1) Le 11 septembre et la nouvelle stratégie américaine

2) Julien Dray appelle à un "nouvel ordre mondial", à une "démocratie jusqu’au bout", en particulier dans les pays du Moyen-Orient, imposés par une coalition autour de l’armée américaine

3) La réaction du groupe aveyronnais de la Gauche socialiste à l’orientation de Julien Dray

4) En présence d’orientations politiques incompatibles, la question du maintien de l’unité de toute la GS était posée

1) Le 11 septembre et la nouvelle stratégie américaine

Après le 11 septembre 2001 ( avions s’écrasant contre les tours du World Trade Center), la droite internationale mène bataille pour un engagement militaire total derrière les Etats Unis contre le "terrorisme" et l’"islamisme", en particulier en Afghanistan.

A l’Assemblée nationale, Lionel Jospin est attaqué par des députés "libéraux" survoltés. Il répond en faisant preuve de solidarité vis à vis des victimes mais aussi d’une volonté d’autonomie et d’esprit critique vis à vis de la stratégie guerrière américaine : " Si la situation devait conduire à nous entraîner dans un engrenage, que nous ne jugerions pas souhaitable, je ne me prêterais pas à cet engrenage, sachez le très clairement... L’opinion de notre pays formule des interrogations qui ne sont pas illégitimes... Je préfère de beaucoup un peuple et des députés qui avancent les yeux ouverts que les yeux fermés".

C’est alors que Julien Dray rédige l’éditorial de l’hebdomadaire A Gauche n°835, titré "Intervention en Afghanistan LA DEMOCRATIE JUSQU’AU BOUT". Il y défend une position proche de la droite française et américaine qui n’est pas nouvelle chez lui concernant le Moyen Orient, mais il ne l’avait jamais explicité publiquement de façon aussi nette.

A l’époque, nous avions été surpris par la proximité de sa position avec celle des néo-conservateurs américains. Ceux-ci avaient tiré pour bilan du 11 septembre :

- que le "monde occidental" était en danger, face à la menace du "terrorisme" protégé par des Etats, des services secrets, des sociétés financières et économiques produites par la manne pétrolière.

- que ce terrorisme était l’aspect visible d’un projet totalitaire islamiste.

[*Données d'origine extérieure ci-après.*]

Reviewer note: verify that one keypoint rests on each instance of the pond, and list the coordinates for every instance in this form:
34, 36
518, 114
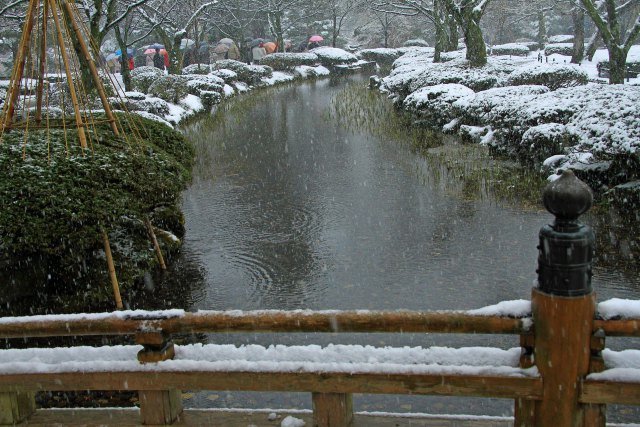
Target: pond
319, 196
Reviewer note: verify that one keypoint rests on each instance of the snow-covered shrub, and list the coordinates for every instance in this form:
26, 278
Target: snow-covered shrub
434, 103
330, 56
197, 69
475, 109
561, 38
171, 88
153, 105
143, 77
542, 141
416, 42
288, 60
404, 80
565, 49
554, 77
227, 75
514, 49
250, 74
198, 82
382, 56
305, 71
472, 134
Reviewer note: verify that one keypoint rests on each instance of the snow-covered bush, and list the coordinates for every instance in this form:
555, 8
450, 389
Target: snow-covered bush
554, 77
434, 103
565, 49
171, 88
382, 56
305, 71
514, 49
542, 141
561, 38
250, 74
227, 75
288, 61
143, 77
416, 42
330, 56
475, 109
197, 69
153, 105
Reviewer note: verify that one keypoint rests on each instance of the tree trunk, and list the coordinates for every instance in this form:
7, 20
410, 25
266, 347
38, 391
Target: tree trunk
476, 48
577, 16
124, 59
617, 64
541, 38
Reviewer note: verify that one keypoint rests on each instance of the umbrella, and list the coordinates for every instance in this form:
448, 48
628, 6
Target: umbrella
185, 43
221, 48
270, 47
130, 52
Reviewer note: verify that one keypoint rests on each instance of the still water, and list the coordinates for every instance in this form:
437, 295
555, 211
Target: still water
297, 203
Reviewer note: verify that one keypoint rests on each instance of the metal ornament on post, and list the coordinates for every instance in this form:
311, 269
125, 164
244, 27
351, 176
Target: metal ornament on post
566, 247
563, 304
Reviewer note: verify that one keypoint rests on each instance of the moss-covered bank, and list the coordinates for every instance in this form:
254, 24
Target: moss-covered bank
57, 198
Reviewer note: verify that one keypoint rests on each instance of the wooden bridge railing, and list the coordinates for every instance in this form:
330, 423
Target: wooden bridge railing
559, 377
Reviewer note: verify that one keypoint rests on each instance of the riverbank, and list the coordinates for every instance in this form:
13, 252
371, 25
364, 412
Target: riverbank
549, 116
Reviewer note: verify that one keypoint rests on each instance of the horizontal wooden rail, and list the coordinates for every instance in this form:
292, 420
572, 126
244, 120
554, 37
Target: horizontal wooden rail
610, 392
264, 321
325, 382
618, 328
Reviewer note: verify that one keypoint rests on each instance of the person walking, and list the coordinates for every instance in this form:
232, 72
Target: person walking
258, 52
158, 61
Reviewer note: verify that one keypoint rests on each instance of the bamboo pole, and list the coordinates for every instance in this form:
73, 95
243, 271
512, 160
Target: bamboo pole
112, 270
72, 88
19, 65
156, 246
92, 68
43, 61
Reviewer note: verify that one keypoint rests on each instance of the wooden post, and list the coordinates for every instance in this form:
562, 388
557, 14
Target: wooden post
332, 409
563, 305
16, 407
112, 270
157, 406
156, 246
18, 69
92, 68
43, 61
67, 68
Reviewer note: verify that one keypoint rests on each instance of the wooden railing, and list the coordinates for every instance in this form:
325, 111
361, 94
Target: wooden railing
558, 377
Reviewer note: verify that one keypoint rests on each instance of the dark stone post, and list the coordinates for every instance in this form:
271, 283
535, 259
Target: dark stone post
563, 304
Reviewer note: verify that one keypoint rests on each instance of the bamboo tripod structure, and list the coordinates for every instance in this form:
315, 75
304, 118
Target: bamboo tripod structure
61, 20
57, 9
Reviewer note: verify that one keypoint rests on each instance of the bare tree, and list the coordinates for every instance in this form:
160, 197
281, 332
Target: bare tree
617, 43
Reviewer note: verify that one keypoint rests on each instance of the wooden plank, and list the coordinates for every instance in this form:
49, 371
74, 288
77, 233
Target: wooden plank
269, 321
219, 418
618, 328
160, 406
332, 409
610, 392
325, 382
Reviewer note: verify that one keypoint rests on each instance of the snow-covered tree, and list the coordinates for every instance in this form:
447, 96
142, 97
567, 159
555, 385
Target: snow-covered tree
607, 20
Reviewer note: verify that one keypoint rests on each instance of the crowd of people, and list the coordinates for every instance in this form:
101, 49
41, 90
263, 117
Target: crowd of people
253, 50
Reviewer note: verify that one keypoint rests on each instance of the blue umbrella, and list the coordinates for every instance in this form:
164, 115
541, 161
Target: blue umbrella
130, 52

- que les Etats Unis devraient prendre leurs distances vis à vis de leurs alliances traditionnelles du Moyen-Orient, par exemple avec l’Arabie Saoudite, car ces Etats traditionnalistes où l’afflux de dollars était accaparé par une caste provoquait une haine sociale canalisée par les mosquées contre l’Occident.

- qu’il fallait déstabiliser puis renverser des Etats comme l’Irak, l’Iran et la Syrie dangereux pour les intérêts américains dans ce coeur des réserves pétrolières mondiales.

- qu’Israël devait être le fer de lance, la vitrine de cette reconquête du Grand Moyen Orient au nom de la "Démocratie".

- que la recomposition d’un "Grand Moyen Orient" "démocratique" et d’un "nouvel ordre mondial" ne pourrait voir le jour sans éradiquer les racines du terrorisme islamiste, sans une stratégie militaire à long terme, impliquant une coalition autour des Etats Unis, sur un front immense d’Israël à l’Afghanistan.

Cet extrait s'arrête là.